No idea if it's still used but it was meant to change the balance used by the COM algorithms.

If you had tons of memory and wanted speed at all costs, you would set that flag.

In low-memory environments, leaving that flag off would favor reduced memory usage.


As it turns out, the marvellous Raymond Chen (of "The Old New Thing" fame) has now weighed in on the subject and, despite what that flag was meant to do, it apparently does nothing at all.

See What does the COINIT_SPEED_OVER_MEMORY flag to CoInitializeEx do? for more details:

When should you enable this mode?
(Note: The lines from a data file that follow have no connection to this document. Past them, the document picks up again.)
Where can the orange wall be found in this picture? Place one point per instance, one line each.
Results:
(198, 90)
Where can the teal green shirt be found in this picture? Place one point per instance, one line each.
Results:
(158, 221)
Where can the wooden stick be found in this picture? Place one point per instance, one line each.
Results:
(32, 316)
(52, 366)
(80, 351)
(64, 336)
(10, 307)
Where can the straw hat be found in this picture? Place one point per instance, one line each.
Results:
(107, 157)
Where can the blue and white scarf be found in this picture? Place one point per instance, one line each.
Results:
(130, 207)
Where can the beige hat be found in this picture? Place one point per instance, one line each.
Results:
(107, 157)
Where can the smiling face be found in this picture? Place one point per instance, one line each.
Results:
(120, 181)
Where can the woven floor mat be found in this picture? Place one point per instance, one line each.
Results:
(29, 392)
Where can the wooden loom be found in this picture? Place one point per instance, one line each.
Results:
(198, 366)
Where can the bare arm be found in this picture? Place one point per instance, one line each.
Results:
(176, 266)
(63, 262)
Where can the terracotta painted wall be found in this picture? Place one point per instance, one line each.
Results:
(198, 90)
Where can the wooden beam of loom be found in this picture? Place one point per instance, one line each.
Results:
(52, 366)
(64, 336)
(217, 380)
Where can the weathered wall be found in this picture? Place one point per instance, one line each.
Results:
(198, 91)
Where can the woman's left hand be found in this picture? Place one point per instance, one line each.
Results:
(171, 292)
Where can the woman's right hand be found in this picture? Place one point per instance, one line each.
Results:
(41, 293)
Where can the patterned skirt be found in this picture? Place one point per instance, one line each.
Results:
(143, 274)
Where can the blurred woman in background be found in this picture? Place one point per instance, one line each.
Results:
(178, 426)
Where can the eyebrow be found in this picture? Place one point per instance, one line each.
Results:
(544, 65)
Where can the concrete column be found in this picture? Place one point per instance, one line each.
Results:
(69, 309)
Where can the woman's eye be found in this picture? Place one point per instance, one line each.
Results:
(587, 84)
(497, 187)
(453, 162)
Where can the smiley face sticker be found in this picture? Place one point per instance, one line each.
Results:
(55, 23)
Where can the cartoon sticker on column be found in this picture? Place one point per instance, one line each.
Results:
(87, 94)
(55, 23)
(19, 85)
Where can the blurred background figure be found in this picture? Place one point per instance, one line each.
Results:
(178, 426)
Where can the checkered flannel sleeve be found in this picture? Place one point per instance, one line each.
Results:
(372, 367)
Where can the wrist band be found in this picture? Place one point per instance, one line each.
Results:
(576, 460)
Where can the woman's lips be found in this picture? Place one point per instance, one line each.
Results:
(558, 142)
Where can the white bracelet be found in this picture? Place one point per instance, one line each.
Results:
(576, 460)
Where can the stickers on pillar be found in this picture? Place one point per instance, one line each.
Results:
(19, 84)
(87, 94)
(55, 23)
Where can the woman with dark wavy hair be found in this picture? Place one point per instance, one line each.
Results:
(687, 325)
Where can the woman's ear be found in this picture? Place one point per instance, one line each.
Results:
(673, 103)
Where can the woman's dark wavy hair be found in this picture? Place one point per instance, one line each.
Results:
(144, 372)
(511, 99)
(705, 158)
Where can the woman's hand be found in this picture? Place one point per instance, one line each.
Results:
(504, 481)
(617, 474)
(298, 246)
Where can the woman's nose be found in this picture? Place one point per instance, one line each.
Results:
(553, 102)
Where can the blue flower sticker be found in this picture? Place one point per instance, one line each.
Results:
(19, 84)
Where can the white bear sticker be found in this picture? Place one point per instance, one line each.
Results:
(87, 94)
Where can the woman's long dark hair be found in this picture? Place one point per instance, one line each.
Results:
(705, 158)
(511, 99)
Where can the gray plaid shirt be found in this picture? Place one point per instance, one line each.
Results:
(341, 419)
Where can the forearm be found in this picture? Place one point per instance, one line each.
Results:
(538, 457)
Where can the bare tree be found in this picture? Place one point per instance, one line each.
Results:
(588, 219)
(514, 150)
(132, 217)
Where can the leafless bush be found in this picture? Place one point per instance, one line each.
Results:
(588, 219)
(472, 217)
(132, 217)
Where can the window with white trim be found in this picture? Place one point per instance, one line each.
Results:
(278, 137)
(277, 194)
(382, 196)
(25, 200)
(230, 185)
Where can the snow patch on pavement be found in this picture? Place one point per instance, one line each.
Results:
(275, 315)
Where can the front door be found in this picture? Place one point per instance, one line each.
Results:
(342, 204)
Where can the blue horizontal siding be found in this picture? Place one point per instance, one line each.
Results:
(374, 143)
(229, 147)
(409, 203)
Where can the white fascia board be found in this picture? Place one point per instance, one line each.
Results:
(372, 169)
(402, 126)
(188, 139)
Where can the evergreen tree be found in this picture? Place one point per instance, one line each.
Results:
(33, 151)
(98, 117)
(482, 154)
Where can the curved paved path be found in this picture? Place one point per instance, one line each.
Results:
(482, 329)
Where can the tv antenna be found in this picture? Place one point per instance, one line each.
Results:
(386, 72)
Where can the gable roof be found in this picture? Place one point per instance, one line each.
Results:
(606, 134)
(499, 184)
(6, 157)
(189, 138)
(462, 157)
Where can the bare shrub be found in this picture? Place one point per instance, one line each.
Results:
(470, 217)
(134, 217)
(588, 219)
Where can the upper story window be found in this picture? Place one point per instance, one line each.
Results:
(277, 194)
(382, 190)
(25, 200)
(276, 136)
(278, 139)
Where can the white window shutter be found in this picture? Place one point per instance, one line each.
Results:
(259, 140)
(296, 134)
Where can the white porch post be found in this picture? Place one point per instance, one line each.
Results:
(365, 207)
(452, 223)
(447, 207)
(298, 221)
It doesn't matter, because as far as I can tell, there is no code anywhere in COM that changes its behavior based on whether the process has been placed into this mode! It looks like the flag was added when DCOM was introduced, but it never got hooked up to anything. (Or whatever code that had been hooked up to it never shipped.)
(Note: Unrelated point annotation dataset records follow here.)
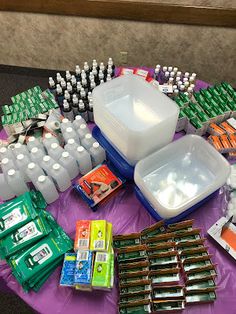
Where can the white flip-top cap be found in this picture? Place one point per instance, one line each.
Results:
(31, 165)
(41, 178)
(80, 149)
(71, 141)
(56, 166)
(20, 156)
(11, 172)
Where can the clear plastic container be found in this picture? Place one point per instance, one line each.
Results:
(181, 175)
(134, 116)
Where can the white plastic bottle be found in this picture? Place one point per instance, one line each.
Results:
(78, 122)
(6, 193)
(69, 163)
(71, 147)
(22, 162)
(33, 171)
(88, 141)
(47, 163)
(84, 160)
(83, 130)
(20, 149)
(61, 177)
(55, 151)
(37, 155)
(97, 153)
(7, 164)
(70, 133)
(6, 153)
(16, 182)
(49, 139)
(65, 123)
(34, 142)
(45, 185)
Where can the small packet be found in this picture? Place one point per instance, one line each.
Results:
(122, 241)
(153, 230)
(102, 271)
(98, 235)
(132, 253)
(24, 236)
(168, 306)
(83, 269)
(68, 270)
(82, 235)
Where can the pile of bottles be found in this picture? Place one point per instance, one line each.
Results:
(48, 165)
(181, 82)
(74, 92)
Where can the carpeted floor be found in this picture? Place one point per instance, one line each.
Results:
(14, 80)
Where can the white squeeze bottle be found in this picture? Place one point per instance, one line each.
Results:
(22, 162)
(83, 130)
(84, 160)
(34, 142)
(69, 163)
(78, 122)
(7, 164)
(6, 153)
(70, 133)
(71, 147)
(37, 155)
(47, 188)
(47, 163)
(97, 153)
(55, 151)
(49, 139)
(65, 123)
(16, 182)
(6, 192)
(60, 177)
(33, 171)
(88, 141)
(20, 149)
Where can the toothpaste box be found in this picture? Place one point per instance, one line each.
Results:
(83, 269)
(82, 236)
(68, 270)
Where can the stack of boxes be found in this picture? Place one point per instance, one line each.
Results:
(91, 266)
(212, 105)
(154, 265)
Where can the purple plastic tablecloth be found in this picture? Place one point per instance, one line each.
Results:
(127, 215)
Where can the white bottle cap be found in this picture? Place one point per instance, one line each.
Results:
(3, 150)
(31, 165)
(34, 150)
(46, 158)
(48, 135)
(65, 154)
(54, 145)
(96, 145)
(71, 141)
(21, 156)
(18, 145)
(80, 149)
(41, 179)
(69, 130)
(5, 161)
(88, 136)
(11, 172)
(56, 166)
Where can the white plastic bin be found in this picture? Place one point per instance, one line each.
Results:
(134, 116)
(180, 175)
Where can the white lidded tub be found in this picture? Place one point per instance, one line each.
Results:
(180, 175)
(134, 116)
Also http://archives.neohapsis.com/archives/microsoft/various/dcom/2001-q1/0160.html from Steve Swartz, one of the original COM+ architects:

COINIT_SPEED_OVER_MEMORY is ignored by COM.

OTHER TIPS

One of the flags you can pass to Co­Initialize­Ex is COINIT_SPEED_OVER_MEMORY, which is documented as: https://msdn.microsoft.com/en-us/library/ms678505(v=VS.85).aspx

COINIT_SPEED_OVER_MEMORY: Trade memory for speed. This documentation is already vague since it doesn't say which direction the trade is being made. Are you reducing memory to increase speed, or increasing memory by reducing speed? Actually it's neither: If you pass this flag, then you are instructing COM to consume more memory in an attempt to reduce CPU usage, under the assumption that you run faster by executing fewer cycles.¹

The request is a per-process one-way transition. Once anybody anywhere in the process puts COM into speed-over-memory mode, the flag stays set and remains set until the process exits.
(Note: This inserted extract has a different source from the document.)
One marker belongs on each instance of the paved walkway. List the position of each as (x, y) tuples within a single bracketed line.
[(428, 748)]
When should you enable this mode? It doesn't matter, because as far as I can tell, there is no code anywhere in COM that changes its behavior based on whether the process has been placed into this mode! It looks like the flag was added when DCOM was introduced, but it never got hooked up to anything. (Or whatever code that had been hooked up to it never shipped.)

¹ As you know, consuming more memory is not a guarantee that you will actually run faster, because higher memory usage increases the chances that what you need will take an L1 cache miss or a page fault, which will cost you dearly in wait time (though not in CPU usage).